The presidential race has crystallized to a contest between President Trump and former Vice President Joe Biden, after Sen. Bernie Sanders (D-Vt.) ended his bid Wednesday.
In his farewell statement, the Vermont senator insisted the current COVID-19 crisis underscores his argument for universal health care untethered to a person’s job.
Amy Harkins, a progressive organizer in Columbus, says she thought that might've nudged voters toward Sanders.
“That was my hope I guess, people were going to connect the dots on health insurance being tied to employment is not sustainable when employment is so at the whim of what’s happening in the world," Harkins said.
Harkins says voting is just one way to be active politically, and she’d rather work under a Biden than a Trump administration.
"I'll be voting for Biden,” she says of the general election. “I won't be happy about it, but I will be voting for Biden. I think Bernie supporters as a whole—I look at this as kind of extinguishing the energy around the election a bit."
Harkins worries how that might change the electoral calculus in November. She says lower turnout could hurt many important races further down the ballot races.
On Tuesday, a day before Sanders dropped out, Sen. Sherrod Brown (D-Ohio) announced his support of Biden's campaign.
"As we face both a public health crisis and an economy in turmoil, we need a steady hand more than ever," Brown wrote in a statement. "Joe Biden has the experience, the tenacity, and the empathy to lead in a crisis, and the hope to bring us together, and steer us toward brighter days ahead."
The Ohio Republican Party released its own statement dismissing the Democratic Party’s candidate.
“Joe Biden has become a polarizing figure in his own party, and Bernie Sanders’s supporters will be looking elsewhere when they vote for President,” wrote party chair Jane Timken.
Meanwhile, Joe Biden’s campaign shared a lengthy statement praising Bernie Sanders as “a powerful voice for a fairer and more just America.” Biden committed to addressing many of the issues Sanders has championed—climate change, universal health care, income inequality, and student debt—even if he didn’t sign on to Sanders’ preferred approach.

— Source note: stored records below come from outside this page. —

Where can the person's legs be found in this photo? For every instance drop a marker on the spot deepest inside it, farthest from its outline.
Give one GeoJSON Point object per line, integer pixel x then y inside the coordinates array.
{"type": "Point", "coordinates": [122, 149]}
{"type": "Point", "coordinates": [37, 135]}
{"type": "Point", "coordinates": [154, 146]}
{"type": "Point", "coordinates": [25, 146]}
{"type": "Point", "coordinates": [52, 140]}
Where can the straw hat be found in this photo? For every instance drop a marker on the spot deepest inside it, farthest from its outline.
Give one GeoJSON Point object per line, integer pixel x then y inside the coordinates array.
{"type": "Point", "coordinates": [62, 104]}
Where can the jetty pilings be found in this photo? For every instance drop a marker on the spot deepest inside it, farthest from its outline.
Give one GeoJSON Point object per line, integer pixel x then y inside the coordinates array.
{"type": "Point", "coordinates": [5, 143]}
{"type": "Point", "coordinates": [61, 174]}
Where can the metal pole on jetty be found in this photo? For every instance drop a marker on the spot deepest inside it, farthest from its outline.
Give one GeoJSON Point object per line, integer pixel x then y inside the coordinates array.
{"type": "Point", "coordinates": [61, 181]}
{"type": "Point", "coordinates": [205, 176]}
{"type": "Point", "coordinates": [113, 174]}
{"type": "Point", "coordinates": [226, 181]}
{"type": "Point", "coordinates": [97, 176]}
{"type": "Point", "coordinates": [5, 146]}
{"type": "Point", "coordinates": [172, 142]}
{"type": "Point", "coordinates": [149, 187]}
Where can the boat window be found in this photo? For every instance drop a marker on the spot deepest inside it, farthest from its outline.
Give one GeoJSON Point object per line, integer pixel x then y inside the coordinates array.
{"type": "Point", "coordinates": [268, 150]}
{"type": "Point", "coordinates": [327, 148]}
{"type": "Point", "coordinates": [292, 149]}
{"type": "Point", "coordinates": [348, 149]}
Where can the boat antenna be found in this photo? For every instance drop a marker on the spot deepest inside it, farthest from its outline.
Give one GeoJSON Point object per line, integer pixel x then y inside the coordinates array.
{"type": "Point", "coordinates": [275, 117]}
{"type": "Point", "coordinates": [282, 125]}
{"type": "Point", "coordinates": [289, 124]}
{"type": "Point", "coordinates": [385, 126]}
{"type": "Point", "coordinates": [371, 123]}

Sanders will stay on the ballot in states that have yet to cast votes in the primary, including in Ohio's ongoing primary. He hopes to use those delegates to influence the party during the convention.
Harkins says she hopes the Biden camp will listen but notes, “We’ve been Berned before.”
In his statement, Biden tried to extend an olive branch to skeptical Sanders’ supporters.
“I see you, I hear you, and I understand the urgency of what it is we have to get done in this country," Biden wrote. “I hope you will join us. You are more than welcome. You’re needed.”
Absentee voting in Ohio's election continues until April 28.